The first time you run the above it will take a long time as singularity downloads the image from dockerhub and cvmfs fills its cache, but running it again should be very fast.

Alternatively, to make it easier to execute repeatedly interactively from the command line, you can put the singularity container path in a SINGCVMFS_IMAGE environment variable and leave out the singularity command. The image cannot come from cvmfs, but it can come from docker, shub, a local image file, or a local "sandbox" unpacked image directory. Then the usage is singcvmfs [command] where the default command is $SHELL. For example:

$ export SINGCVMFS_REPOSITORIES="grid.cern.ch,atlas.cern.ch"
$ export SINGCVMFS_IMAGE="docker://centos:7"
$ singcvmfs ls /cvmfs
atlas.cern.ch  config-osg.opensciencegrid.org  grid.cern.ch
$ singcvmfs ls /cvmfs/atlas.cern.ch
repo

There are other optional environment variables that may be set. Run singcvmfs -h for more details.

Caveat: singcvmfs works by bind-mounting all of the files from the cvmfs distribution into the container, including the fuse3 libraries. It expects other base system libraries to be available inside the container, so if the container uses a different base OS distribution it will likely not work unless compatible libraries are in the container.

Cache considerations: by default singcvmfs starts a cache manager for all the cvmfs repositories it mounts, which means that caches cannot be shared between different invocations of singcvmfs on the same machine.

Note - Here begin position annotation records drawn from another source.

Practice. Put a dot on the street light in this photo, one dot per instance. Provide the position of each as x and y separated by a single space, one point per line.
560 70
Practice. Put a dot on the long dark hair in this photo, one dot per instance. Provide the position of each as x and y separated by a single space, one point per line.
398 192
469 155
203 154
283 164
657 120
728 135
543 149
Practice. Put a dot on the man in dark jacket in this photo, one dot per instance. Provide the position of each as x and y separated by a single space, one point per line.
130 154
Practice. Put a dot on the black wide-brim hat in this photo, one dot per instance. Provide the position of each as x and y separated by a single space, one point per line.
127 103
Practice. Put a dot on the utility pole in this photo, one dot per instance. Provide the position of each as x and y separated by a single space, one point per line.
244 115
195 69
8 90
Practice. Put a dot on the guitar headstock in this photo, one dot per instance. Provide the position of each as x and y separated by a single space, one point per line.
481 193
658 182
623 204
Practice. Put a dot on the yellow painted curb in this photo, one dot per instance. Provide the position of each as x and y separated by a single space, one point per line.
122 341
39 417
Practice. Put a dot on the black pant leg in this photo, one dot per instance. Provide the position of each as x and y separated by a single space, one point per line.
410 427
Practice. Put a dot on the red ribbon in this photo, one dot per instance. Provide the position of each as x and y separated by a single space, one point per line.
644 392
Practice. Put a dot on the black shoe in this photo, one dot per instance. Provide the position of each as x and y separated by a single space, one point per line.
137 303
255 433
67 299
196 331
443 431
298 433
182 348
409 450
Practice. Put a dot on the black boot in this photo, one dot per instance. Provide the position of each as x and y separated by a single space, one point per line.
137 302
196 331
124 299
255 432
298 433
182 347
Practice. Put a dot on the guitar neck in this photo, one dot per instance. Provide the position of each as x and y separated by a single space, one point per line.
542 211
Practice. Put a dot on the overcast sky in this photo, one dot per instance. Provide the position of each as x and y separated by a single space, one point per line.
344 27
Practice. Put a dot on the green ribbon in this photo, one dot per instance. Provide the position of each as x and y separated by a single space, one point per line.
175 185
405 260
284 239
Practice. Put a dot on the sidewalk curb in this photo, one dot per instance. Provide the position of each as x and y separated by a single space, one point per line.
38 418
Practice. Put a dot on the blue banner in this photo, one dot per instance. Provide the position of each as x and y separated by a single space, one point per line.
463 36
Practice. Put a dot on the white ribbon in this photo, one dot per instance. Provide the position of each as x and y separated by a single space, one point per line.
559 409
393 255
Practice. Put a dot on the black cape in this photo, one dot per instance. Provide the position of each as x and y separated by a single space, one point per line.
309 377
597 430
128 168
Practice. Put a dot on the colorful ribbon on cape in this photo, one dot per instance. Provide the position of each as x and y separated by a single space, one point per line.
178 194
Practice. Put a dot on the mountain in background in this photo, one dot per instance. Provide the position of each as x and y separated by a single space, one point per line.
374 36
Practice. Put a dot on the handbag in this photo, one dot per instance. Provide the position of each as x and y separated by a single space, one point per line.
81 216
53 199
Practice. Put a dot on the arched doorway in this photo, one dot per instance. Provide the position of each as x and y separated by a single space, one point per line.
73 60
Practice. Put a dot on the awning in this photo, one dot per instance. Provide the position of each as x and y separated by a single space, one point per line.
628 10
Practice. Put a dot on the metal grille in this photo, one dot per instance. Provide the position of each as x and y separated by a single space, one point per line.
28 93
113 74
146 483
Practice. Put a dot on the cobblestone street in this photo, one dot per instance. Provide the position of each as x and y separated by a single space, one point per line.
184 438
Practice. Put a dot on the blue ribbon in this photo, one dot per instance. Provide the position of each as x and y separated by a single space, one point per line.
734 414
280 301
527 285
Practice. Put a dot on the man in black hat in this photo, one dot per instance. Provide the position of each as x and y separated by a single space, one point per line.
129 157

This tends to be more of a problem than with the cvmfsexec command because it is more common to run many payload jobs on a machine with singularity than it is to run many pilots. You can select a different cache directory for each invocation by setting SINGCVMFS_CACHEDIR. Alternatively it's possible to use the cvmfs alien cache feature to share the cache, but you would have to make sure that the cache doesn't grow too big and that it gets cleaned up at some point. Make sure that caches are not on shared filesystems because they're likely to do too many metadata operations.

There is also a SINGCVMFS_CACHEIMAGE variable which can be set to an ext3 filesystem image for the cache. If set, it must point to a file with such a filesystem including a directory that is writable by the user or a shared directory within it that is writable by the user. The directory within the filesystem can be changed by setting SINGCVMFS_CACHEDIR but defaults to the root directory, /. If running as an unprivileged user, this can directory can be created using the mkfs.ext3 -d option. Unfortunately the version of mkfs.ext3 on RHEL7 is too old, but it can be compiled from source. Then to make the image file these commands should work:

$ truncate -s 6G scratch.img
$ mkdir -p tmp/shared
$ mkfs.ext3 -F -O ^has_journal -d tmp scratch.img

By default the cvmfs logs are written to a top-level log directory, alongside the top-level dist directory. The variable SINGCVMFS_LOGDIR can be used to write them to a different directory, which will be created if it doesn't exist.